I have a quick question about replacing the boost/vac host that runs to the brake booster on my 01 TT (180HP, AWP Engine). I bought some boost/vac host from Silicone Intakes, which I've heard to be a decent maker of such things. (This is what I actually bought, note a few different sizes included: http://www.siliconeintakes.com/prod...d=309&osCsid=f27af7007deeebeb0af8467c6b59ac77)

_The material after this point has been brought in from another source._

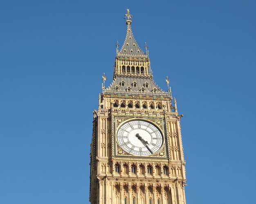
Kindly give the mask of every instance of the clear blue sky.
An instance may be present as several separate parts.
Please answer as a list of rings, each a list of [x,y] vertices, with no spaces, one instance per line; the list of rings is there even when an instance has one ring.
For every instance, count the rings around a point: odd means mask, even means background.
[[[181,119],[188,204],[256,203],[256,1],[0,3],[0,203],[89,203],[92,111],[133,16]]]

The reason I'm asking is that the end of the brake booster hose is a bit stretched out (at the booster end), so its staying on at the moment but isn't terribly secure. The boost hose that runs to the booster, from the manifold area, is extra stiff, I'd almost refer to it as a hard line. Anyone have any experience replacing this with aftermarket boost hose, or just thoughts on the subject?

Thanks in advance


----------



## Cal330ci (Dec 22, 2007)

I have changed a few vacuum hoese and the hard lines with Silicone aftermarket units and had no problem at all. It actually made things easier because the silicone hoses are now all flexable and I run an aftermarket intake, intercooler, intake tract etc... so I could run the hoses as I needed instead of trying to reroute the hard lines


----------



## GTijoejoe (Oct 6, 2001)

The correct way to replace the booster's vacuum line is to find a line that is similar in internal diameter and one that will not collapse due to the vacuum. That is really the only main design criteria in the first place :thumbup:

Also, it helps to be gasoline resistent because it is not uncommon to have vapor settle in the line once you turn your car off.


----------



## Cal330ci (Dec 22, 2007)

Silicone is heat, oil and gasoline resistent. All new vacuum hoses should not fail under maximum vacuum no matter what the diameter but do swell a bit under higher boost levels. Usually the hard lines are in a spot that are subject to chaffing or high wear so they do not fail prematurely like a rubber hose can


----------



## BoostedDubVR6T420 (Dec 4, 2009)

That hose in that big of a diameter will collapse no doubt under full vac. The only reason reagular vac. lines dont is because there walls are so thick. You need to replace with some line that has reinforced walls. Trust me, broke my line last winter because of the cold and had to try abunch of different hoses.


----------



## GTijoejoe (Oct 6, 2001)

^ your probably right. OE line that is still rubber/EPDM is woven with nylon or similar string to support collapsing.


----------